Como exemplo dessa dificuldade, cito um caso que presenciei recentemente, protagonizado por uma amiga e seu filho menor. Em seus quase cinco anos de idade, iniciando o ano letivo, o garoto pediu para levar à escola um dos seus brinquedos, talvez pensando em “fazer figura” com os novos colegas. Nessas ocasiões os pais costumam fazer uma preleção, na tentativa de dissuadir o pequeno de sua intenção. E na conversa colocam tudo de ruim que pode acontecer. Apesar de todo o rosário de recomendações e cuidados, a criança não desiste e acaba levando o brinquedo.

No fim da tarde, ao voltar para apanhar o filho, a mãe o encontra chorando, amparado pela professora, e dizendo que um colega, inadvertidamente, havia levado o seu brinquedo para casa. O interessante é que o choro - pelo que ele dizia - nem era tanto pelo brinquedo momentaneamente desaparecido, mas pelo temor da reação que teriam os seus pais, quando soubessem do acontecido. Tudo a ver com a preleção que ouvira antes de sair de casa. A mãe, mais compreensiva diante do choro sentido do filho, ali mesmo o absolveu, argumentando que no dia seguinte o amigo devolveria o brinquedo. E ele jogou o segundo receio, associado à reação do pai ao saber da perda. Com naturalidade e a praticidade peculiar das mães, ela falou nem precisar contar ao pai, já que no dia seguinte o brinquedo estaria de volta. E foi aí que o rapazinho de cinco anos, ainda choramingando, saiu com a cortante interrogação: “- mas não é para falar a verdade?”

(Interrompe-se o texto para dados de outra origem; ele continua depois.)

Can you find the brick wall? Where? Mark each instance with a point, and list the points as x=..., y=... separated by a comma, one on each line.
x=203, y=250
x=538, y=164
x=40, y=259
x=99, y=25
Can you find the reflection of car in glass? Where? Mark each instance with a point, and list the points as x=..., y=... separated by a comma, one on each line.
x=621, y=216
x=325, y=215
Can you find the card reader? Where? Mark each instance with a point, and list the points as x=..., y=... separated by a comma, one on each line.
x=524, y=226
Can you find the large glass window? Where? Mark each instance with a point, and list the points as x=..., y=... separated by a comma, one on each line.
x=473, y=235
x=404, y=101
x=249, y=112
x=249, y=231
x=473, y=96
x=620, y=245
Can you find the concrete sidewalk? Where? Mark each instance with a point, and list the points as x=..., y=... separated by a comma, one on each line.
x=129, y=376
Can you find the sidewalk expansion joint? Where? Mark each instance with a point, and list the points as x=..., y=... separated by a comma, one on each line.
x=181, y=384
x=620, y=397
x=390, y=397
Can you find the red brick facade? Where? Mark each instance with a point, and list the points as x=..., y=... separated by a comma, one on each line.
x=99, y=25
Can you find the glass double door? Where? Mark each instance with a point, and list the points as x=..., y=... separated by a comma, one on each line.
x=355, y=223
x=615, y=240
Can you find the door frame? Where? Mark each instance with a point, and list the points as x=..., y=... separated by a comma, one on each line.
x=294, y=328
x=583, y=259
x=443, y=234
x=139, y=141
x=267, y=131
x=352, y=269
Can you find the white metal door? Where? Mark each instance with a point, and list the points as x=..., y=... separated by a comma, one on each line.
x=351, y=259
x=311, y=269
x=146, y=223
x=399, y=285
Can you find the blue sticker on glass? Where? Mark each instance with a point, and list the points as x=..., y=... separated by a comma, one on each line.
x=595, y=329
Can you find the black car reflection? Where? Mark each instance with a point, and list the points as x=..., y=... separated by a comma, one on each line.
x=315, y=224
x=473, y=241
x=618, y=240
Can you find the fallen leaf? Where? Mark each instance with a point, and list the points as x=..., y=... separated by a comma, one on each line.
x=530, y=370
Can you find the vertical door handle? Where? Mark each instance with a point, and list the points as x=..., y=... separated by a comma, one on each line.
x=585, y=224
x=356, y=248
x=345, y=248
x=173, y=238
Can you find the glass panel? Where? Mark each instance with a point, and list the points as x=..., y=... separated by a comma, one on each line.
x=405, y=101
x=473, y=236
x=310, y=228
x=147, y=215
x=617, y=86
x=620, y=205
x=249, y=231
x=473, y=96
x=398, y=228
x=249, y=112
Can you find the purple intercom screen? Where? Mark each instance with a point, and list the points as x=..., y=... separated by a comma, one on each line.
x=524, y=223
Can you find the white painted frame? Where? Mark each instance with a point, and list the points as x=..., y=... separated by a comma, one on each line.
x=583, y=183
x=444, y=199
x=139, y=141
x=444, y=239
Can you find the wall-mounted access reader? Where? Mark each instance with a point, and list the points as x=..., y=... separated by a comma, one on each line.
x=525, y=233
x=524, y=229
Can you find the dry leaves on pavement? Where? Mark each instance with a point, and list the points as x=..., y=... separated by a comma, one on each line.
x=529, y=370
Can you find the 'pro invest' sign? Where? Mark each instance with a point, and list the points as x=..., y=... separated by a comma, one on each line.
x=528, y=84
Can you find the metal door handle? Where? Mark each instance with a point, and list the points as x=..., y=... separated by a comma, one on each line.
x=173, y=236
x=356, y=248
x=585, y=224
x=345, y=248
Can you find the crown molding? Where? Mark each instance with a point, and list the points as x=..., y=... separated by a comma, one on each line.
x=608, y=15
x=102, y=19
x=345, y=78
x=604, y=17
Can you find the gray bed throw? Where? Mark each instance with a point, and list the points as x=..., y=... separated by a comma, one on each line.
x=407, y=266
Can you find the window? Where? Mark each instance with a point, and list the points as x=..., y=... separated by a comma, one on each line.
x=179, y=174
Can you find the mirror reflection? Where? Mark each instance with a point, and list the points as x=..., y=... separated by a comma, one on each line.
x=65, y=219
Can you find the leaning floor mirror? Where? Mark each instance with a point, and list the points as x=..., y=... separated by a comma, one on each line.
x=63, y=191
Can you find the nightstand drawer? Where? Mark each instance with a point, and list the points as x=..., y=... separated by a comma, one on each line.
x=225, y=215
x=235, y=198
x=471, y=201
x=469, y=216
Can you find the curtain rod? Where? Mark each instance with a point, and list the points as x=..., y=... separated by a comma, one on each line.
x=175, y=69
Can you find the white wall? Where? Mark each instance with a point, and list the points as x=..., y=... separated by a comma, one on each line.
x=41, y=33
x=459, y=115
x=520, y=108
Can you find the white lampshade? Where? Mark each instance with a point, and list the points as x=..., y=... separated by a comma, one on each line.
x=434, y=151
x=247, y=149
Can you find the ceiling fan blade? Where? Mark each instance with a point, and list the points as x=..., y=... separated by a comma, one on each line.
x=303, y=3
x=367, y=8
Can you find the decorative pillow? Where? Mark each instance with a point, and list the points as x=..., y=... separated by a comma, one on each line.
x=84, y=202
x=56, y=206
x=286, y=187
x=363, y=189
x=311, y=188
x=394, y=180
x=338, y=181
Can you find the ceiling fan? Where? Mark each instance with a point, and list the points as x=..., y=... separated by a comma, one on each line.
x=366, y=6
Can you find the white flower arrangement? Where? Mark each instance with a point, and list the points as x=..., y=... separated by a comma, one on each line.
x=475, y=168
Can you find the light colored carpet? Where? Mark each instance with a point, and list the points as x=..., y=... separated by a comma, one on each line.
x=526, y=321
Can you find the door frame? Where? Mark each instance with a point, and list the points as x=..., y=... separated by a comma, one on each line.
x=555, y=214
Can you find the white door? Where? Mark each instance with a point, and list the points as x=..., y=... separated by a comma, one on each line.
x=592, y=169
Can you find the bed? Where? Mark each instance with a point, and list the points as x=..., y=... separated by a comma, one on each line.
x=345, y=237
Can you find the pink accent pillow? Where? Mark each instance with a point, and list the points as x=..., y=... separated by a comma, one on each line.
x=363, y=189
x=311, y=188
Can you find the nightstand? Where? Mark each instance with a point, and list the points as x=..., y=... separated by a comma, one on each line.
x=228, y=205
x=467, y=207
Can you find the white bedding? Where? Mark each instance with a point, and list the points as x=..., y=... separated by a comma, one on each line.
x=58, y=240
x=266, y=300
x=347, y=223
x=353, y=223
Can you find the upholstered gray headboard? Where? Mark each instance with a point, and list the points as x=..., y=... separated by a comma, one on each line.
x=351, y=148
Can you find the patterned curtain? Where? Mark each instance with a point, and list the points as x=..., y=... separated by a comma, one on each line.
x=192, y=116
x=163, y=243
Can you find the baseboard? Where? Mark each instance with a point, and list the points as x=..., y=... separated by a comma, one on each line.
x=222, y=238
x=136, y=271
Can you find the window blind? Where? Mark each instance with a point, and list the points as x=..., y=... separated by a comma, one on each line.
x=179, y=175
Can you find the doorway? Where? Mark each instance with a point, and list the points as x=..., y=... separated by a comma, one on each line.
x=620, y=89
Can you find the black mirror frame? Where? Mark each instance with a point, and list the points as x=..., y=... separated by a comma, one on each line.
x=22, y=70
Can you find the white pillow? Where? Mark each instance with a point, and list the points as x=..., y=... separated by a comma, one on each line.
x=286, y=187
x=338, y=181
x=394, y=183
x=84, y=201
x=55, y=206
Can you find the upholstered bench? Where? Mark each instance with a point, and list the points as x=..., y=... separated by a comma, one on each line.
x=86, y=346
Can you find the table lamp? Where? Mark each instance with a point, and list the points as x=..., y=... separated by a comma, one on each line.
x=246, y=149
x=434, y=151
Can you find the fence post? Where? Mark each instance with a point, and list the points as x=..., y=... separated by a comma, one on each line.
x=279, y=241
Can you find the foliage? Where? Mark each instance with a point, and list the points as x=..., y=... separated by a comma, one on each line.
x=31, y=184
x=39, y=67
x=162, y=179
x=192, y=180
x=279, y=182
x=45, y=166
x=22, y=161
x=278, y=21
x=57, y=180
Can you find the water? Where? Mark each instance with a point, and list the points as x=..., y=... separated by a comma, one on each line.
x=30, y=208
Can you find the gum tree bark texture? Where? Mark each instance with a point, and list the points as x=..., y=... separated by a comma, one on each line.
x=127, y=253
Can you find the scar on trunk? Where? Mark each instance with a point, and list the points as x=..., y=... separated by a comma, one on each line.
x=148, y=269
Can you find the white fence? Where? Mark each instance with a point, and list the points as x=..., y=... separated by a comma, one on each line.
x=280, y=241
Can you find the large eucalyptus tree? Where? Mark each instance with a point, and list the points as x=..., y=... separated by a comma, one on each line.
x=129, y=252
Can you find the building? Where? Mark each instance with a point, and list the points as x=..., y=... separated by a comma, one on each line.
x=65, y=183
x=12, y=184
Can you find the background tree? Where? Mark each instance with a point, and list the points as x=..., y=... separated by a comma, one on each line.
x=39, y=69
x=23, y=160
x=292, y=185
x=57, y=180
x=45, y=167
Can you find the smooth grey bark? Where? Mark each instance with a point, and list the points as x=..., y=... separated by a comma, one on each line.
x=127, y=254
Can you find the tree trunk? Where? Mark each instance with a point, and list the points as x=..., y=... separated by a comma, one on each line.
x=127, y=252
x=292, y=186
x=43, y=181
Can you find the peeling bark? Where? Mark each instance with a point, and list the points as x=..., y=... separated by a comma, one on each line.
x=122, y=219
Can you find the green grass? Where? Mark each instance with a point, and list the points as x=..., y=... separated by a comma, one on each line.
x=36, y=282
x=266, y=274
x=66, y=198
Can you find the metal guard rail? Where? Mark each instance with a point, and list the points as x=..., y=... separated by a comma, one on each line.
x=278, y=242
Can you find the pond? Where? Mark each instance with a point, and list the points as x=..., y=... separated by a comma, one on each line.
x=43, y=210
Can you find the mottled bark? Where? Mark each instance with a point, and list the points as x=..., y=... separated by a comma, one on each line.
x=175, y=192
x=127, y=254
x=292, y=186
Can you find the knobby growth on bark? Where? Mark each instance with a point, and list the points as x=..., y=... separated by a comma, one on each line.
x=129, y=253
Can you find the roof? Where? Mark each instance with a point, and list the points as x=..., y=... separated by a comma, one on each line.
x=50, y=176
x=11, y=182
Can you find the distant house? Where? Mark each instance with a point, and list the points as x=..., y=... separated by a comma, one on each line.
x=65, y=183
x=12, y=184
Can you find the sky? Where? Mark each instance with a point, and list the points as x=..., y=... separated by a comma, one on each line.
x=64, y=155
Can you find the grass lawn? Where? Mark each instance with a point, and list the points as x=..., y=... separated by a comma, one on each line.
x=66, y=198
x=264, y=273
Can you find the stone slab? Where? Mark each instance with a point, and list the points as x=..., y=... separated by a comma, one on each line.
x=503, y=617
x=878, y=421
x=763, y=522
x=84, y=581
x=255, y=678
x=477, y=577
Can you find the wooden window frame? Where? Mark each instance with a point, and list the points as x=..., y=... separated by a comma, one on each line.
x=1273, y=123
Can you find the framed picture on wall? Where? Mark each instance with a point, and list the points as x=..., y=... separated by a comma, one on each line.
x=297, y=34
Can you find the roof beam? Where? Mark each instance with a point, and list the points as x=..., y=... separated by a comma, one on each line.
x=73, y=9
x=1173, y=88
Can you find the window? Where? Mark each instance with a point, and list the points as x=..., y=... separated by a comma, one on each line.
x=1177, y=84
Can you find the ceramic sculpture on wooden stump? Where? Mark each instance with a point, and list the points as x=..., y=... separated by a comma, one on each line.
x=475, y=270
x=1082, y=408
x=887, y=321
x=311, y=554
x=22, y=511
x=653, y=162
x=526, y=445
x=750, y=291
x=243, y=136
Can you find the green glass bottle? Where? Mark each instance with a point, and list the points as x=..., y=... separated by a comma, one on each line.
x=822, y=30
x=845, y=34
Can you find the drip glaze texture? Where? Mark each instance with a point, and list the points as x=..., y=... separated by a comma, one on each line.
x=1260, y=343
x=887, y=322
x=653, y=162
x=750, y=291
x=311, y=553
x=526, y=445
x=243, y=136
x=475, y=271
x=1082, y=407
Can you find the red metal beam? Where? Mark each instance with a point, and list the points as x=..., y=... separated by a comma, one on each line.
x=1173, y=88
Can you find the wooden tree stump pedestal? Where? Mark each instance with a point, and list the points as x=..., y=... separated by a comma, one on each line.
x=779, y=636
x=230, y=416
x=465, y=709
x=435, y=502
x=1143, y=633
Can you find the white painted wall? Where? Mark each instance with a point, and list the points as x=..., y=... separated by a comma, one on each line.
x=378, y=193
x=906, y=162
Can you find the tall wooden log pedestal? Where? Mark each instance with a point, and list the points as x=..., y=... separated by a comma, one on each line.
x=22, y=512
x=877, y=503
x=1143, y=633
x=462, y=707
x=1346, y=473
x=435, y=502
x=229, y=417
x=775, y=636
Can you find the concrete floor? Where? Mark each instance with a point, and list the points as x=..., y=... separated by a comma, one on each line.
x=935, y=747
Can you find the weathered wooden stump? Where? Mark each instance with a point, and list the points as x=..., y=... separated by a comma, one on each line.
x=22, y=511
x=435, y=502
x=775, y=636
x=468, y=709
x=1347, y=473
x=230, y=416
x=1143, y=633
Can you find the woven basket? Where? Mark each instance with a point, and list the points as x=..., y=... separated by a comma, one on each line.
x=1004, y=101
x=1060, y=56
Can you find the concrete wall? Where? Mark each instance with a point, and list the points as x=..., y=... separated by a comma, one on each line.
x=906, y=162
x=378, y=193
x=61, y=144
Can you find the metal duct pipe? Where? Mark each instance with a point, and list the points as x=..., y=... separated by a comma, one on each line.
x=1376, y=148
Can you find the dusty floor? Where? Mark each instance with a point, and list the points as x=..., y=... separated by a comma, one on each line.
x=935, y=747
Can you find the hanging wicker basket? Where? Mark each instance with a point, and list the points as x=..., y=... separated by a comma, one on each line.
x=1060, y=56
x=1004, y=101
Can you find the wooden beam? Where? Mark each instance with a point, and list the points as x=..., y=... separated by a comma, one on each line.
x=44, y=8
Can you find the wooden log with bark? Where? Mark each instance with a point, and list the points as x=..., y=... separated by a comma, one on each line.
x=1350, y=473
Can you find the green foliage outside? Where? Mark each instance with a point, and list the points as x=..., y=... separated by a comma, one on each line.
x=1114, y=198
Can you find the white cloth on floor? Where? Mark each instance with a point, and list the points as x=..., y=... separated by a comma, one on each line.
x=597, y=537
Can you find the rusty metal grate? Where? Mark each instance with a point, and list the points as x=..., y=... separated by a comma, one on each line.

Ouvindo esse diálogo, na tentativa de consolar a criança e ao mesmo tempo socorrer a mãe diante de seu visível desconcerto, resolvi dar o meu pitaco, até que ela se refizesse do susto. E confirmei para o garoto, em meio a uma história, a necessidade de falar a verdade sempre, acrescentando que o pai compreenderia o descuido do colega com a devolução do brinquedo.

Com criança é assim. A gente nem se toca com o que diz ou faz, mas tudo isso vai fazendo a cabeça delas. Vai desde o “se for pra mim diga que não estou”, quando chega uma ligação telefônica inconveniente, a dizer que “tratamento dentário não dói”, passando por muitas outras mentiras sinceras, que só interessam mesmo na poesia de Cazuza.